Fiat Chrysler Affirms Forecast for Profit Jump After Truck Shift

Updated on
  • Automaker keeps long-held target as quarterly margin improves
  • Ford following in footsteps of cutting cars in favor of SUVs

Fiat Chrysler Automobiles NV committed to meeting ambitious 2018 financial targets set by outgoing Chief Executive Officer Sergio Marchionne as a fruitful shift to pickups and SUVs gains momentum.

Adjusted earnings before interest and taxes will climb to at least 8.7 billion euros ($10.8 billion) this year, at the lower end of a profit range targeted in a five-year business plan. Fourth-quarter earnings on that basis jumped 22 percent, the Italian-American carmaker said in a statement Thursday.

The Fiat Chrysler Automobiles NV 2019 Dodge Ram 1500.

Photograph: Daniel Acker/Bloomberg

Marchionne has bolstered profit margin by converting car plants to manufacture more lucrative sport utility vehicles and trucks. It’s a playbook that Ford Motor Co. has signaled it will imitate after years of coming up short of earnings targets. For Fiat Chrysler, new versions of the Jeep Wrangler SUV and Ram 1500 pickup, plus a refreshed Jeep Cherokee, are slated to begin selling in the first few months of this year.

“Investors have recognized the margin improvement that developed in the fourth quarter and should continue in 2018,” Richard Hilgert, an analyst with Morningstar Inc., said in an email.

Better Mix

While sales fell in North America last year, profit rose

Source: Company statement

Fiat Chrysler’s U.S.-listed shares jumped as much as 3.3 percent to $24.95 as of 9:31 a.m. in New York. The stock is on track for a record close after gaining by more than a third already this year and almost doubling in 2017.

Marchionne, 65, dumped the Dodge Dart and Chrysler 200 from its U.S. lineup and has transitioned the factories that used to make those models into Jeep SUV and Ram truck plants. That bet has paid off: Fiat Chrysler posted $8.8 billion in adjusted Ebit last year. Ford, which reported adjusted pretax profit fell to $8.4 billion in 2017, is now planning to pull struggling sedans from showrooms and sell more SUVs.

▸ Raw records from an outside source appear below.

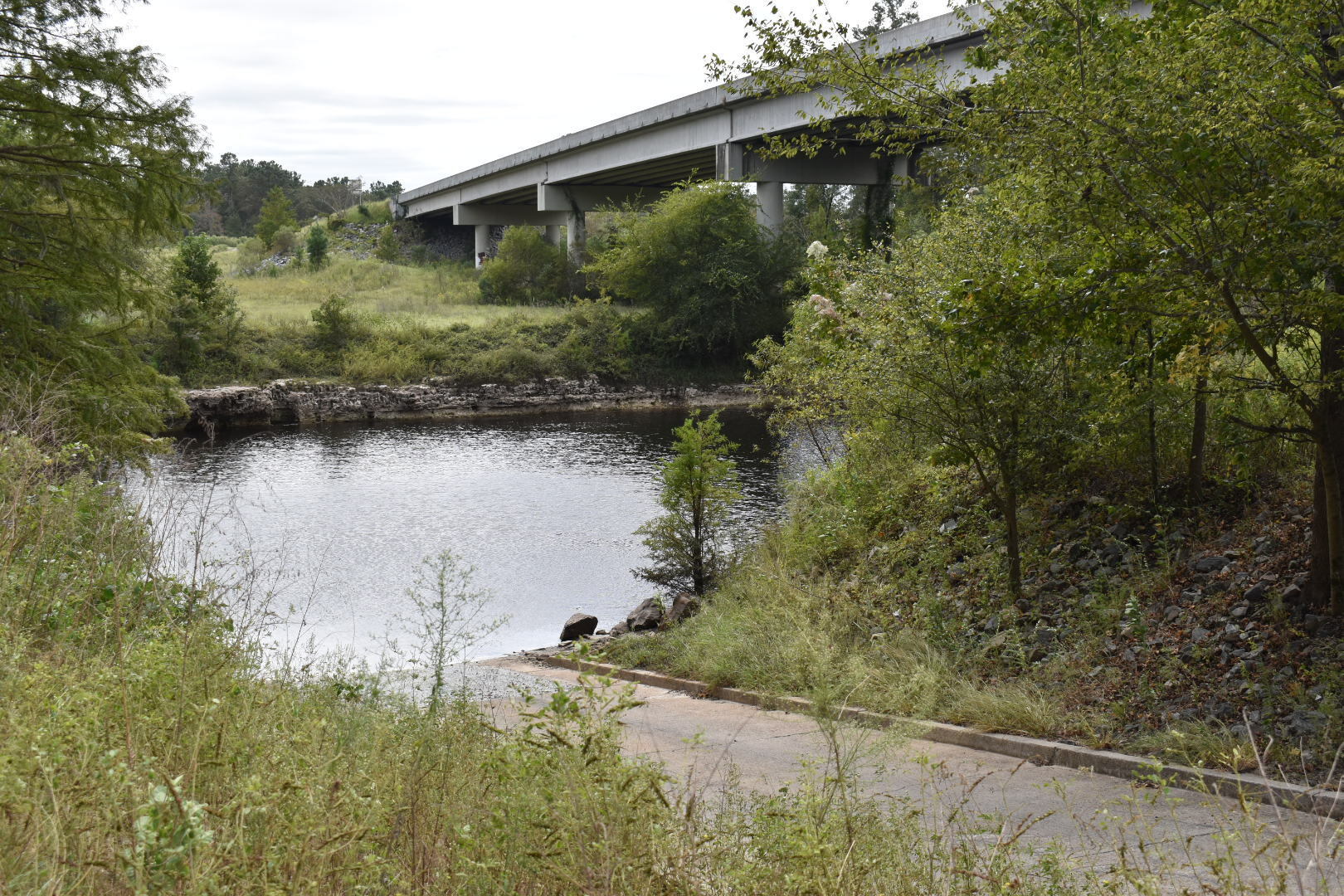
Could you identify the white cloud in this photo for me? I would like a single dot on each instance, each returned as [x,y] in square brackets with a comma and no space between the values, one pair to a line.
[414,90]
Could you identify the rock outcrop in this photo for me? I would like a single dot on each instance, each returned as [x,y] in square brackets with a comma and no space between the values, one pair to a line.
[581,625]
[295,402]
[647,617]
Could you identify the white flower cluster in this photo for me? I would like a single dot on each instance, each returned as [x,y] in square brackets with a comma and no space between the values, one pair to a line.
[824,305]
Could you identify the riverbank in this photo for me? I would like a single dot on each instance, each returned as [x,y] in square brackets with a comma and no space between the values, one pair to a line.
[295,402]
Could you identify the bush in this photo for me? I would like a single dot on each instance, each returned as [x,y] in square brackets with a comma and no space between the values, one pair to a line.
[598,342]
[388,247]
[711,275]
[318,246]
[202,324]
[527,270]
[284,242]
[689,544]
[382,362]
[335,323]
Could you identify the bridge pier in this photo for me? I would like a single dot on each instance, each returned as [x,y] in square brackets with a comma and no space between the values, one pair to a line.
[576,234]
[483,242]
[771,204]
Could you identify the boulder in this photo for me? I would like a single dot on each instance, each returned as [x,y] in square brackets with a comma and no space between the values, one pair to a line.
[581,625]
[683,606]
[645,617]
[1210,564]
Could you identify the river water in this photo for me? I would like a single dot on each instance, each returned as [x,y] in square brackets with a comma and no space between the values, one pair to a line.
[323,529]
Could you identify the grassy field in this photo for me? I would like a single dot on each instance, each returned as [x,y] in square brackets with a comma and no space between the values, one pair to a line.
[433,296]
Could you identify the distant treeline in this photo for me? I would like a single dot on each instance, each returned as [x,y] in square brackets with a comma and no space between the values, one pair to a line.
[236,188]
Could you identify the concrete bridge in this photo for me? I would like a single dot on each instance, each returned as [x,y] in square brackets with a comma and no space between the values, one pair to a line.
[710,134]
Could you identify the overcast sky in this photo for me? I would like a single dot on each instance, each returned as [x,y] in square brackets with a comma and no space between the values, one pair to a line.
[416,90]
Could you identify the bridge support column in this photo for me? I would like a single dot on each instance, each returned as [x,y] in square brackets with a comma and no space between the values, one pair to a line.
[483,242]
[576,234]
[771,204]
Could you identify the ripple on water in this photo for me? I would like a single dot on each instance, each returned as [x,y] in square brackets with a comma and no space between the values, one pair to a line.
[544,507]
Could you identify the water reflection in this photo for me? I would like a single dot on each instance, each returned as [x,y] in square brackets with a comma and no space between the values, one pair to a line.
[544,507]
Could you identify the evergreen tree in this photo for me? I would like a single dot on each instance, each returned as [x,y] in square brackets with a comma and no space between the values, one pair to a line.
[95,165]
[203,319]
[275,214]
[689,544]
[318,245]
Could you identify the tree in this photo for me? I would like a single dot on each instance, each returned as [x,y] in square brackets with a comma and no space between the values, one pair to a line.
[275,215]
[698,260]
[95,165]
[933,345]
[378,190]
[526,270]
[689,544]
[203,317]
[1200,192]
[318,245]
[238,188]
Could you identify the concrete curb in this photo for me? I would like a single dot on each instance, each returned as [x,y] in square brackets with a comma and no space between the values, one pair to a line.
[1043,752]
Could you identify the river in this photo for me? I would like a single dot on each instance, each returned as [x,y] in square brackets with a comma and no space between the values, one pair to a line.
[318,533]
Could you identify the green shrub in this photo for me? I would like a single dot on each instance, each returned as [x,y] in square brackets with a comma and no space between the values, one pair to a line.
[711,275]
[388,246]
[335,323]
[383,360]
[598,342]
[318,246]
[284,241]
[527,270]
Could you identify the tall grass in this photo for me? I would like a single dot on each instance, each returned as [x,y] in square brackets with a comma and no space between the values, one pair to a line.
[437,295]
[145,747]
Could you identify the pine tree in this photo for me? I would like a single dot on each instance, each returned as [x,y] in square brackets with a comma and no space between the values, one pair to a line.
[275,212]
[95,165]
[689,544]
[318,245]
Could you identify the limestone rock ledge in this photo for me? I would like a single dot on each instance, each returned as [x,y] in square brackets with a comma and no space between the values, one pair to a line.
[301,402]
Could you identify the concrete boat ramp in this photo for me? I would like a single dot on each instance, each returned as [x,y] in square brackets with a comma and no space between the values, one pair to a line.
[711,746]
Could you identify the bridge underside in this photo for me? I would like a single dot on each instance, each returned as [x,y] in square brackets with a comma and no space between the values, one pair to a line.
[555,203]
[717,134]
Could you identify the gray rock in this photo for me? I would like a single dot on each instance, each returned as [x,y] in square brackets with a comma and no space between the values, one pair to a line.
[683,607]
[1210,564]
[1305,723]
[581,625]
[645,617]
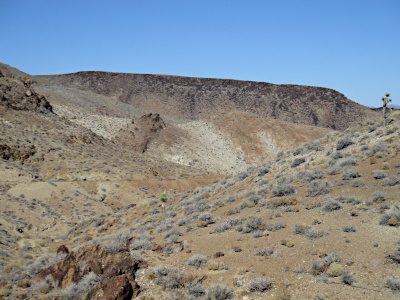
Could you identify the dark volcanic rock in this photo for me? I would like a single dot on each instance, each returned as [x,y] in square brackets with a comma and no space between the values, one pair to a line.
[117,288]
[19,95]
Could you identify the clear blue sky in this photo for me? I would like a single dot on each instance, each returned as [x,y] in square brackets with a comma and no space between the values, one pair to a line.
[352,46]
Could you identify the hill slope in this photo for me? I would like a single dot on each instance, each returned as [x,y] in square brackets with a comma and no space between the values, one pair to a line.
[197,98]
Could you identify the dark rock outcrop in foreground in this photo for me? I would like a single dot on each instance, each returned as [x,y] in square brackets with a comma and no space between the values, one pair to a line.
[195,98]
[116,272]
[19,95]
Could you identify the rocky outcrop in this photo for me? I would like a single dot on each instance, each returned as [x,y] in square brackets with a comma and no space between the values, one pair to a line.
[16,152]
[117,272]
[140,132]
[19,95]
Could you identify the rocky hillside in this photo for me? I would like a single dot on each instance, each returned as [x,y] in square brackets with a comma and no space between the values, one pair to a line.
[82,218]
[198,98]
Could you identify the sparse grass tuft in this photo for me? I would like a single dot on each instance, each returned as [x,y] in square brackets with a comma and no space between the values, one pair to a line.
[219,292]
[283,190]
[391,217]
[392,283]
[331,205]
[344,143]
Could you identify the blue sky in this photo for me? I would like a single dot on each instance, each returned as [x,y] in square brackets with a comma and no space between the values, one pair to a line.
[352,46]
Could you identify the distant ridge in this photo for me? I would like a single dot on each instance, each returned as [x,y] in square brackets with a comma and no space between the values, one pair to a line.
[195,98]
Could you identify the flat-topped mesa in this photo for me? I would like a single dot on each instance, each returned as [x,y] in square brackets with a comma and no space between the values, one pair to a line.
[196,98]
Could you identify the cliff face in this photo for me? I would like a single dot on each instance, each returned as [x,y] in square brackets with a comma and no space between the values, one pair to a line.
[195,98]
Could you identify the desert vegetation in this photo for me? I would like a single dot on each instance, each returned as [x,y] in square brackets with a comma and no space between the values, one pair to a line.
[298,225]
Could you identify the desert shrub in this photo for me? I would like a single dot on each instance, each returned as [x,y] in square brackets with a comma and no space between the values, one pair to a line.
[347,278]
[297,162]
[331,205]
[380,147]
[254,200]
[183,222]
[173,235]
[267,252]
[335,270]
[197,260]
[348,200]
[262,171]
[260,285]
[165,225]
[349,173]
[378,174]
[282,179]
[228,224]
[314,145]
[391,217]
[331,258]
[197,207]
[395,256]
[391,181]
[283,190]
[230,199]
[142,242]
[360,182]
[258,233]
[207,217]
[298,151]
[378,197]
[337,155]
[344,143]
[253,224]
[276,227]
[4,253]
[273,203]
[243,175]
[318,267]
[392,283]
[219,292]
[318,187]
[168,277]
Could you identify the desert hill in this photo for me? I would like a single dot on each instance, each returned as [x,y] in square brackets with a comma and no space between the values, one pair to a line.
[215,125]
[197,98]
[254,207]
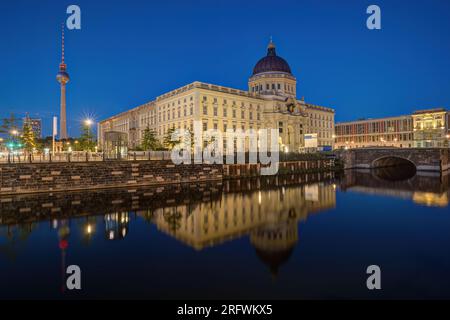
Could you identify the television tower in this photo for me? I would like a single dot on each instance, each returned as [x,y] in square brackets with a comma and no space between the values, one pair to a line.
[63,78]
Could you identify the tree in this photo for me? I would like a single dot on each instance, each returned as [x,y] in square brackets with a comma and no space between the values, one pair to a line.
[149,141]
[28,139]
[86,141]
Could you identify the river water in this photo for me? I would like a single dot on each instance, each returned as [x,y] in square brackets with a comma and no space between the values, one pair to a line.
[288,237]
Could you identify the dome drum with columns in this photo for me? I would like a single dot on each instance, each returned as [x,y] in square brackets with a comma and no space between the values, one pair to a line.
[272,76]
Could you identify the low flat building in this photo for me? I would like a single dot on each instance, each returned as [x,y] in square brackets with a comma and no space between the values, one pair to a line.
[270,103]
[424,128]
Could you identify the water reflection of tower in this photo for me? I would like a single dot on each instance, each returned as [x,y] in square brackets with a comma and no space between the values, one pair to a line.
[275,242]
[116,225]
[63,235]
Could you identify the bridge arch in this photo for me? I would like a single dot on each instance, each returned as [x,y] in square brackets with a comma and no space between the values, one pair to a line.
[393,168]
[391,161]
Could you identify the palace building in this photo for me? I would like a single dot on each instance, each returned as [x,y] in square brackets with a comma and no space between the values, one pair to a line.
[270,102]
[423,129]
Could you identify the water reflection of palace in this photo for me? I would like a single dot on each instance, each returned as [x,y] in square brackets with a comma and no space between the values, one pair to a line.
[267,210]
[269,217]
[261,212]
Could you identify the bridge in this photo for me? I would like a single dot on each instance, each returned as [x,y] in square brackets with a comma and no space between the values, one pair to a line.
[423,159]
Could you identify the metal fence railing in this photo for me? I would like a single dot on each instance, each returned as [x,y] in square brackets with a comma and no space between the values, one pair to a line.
[81,156]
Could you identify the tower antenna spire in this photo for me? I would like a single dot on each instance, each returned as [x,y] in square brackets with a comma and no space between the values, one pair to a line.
[62,42]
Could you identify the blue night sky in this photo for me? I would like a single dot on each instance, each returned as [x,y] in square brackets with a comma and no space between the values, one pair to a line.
[129,52]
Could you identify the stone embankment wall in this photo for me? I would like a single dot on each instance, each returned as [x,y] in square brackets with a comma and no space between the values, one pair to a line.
[52,177]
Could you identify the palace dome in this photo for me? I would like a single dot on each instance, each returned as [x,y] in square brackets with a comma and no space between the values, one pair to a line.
[271,62]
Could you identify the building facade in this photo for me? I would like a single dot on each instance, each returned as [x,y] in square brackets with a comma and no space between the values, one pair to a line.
[424,128]
[270,103]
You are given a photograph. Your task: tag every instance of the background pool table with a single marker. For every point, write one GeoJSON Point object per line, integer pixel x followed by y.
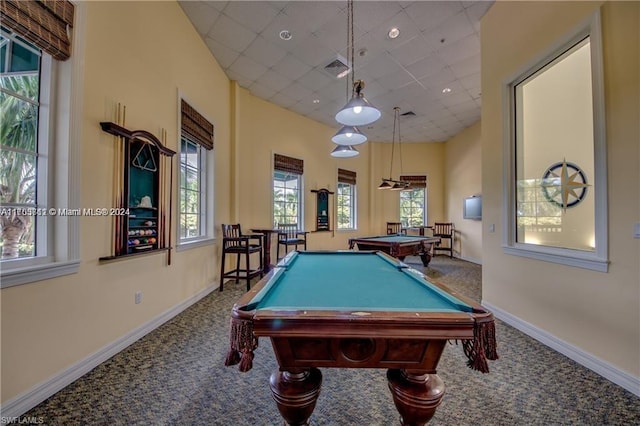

Marked for Death: Detroit Ditching Cars to Mint Money Off Trucks

Improving margins in North America led to $5,500 profit-sharing checks on average for United Auto Workers union members, up from $5,000 a year earlier. Those payouts will be on top of a $2,000 bonus paid to all U.S. workers, except for top executives, related to the U.S. corporate tax cut that Marchionne has estimated will save the company $1 billion a year.

Fiat Chrysler cut its industrial debt almost in half last year, to 2.39 billion euros from 4.59 billion. The company could have more industrial cash than debt by the end of the second quarter, the CEO said last week in Detroit.

Marchionne plans to retire early next year after seeing the business plan through 2018 to completion and setting out a new mid-term strategy in coming months. The CEO, who has run Fiat since 2004, has said he expects one of the carmaker’s top managers to succeed him.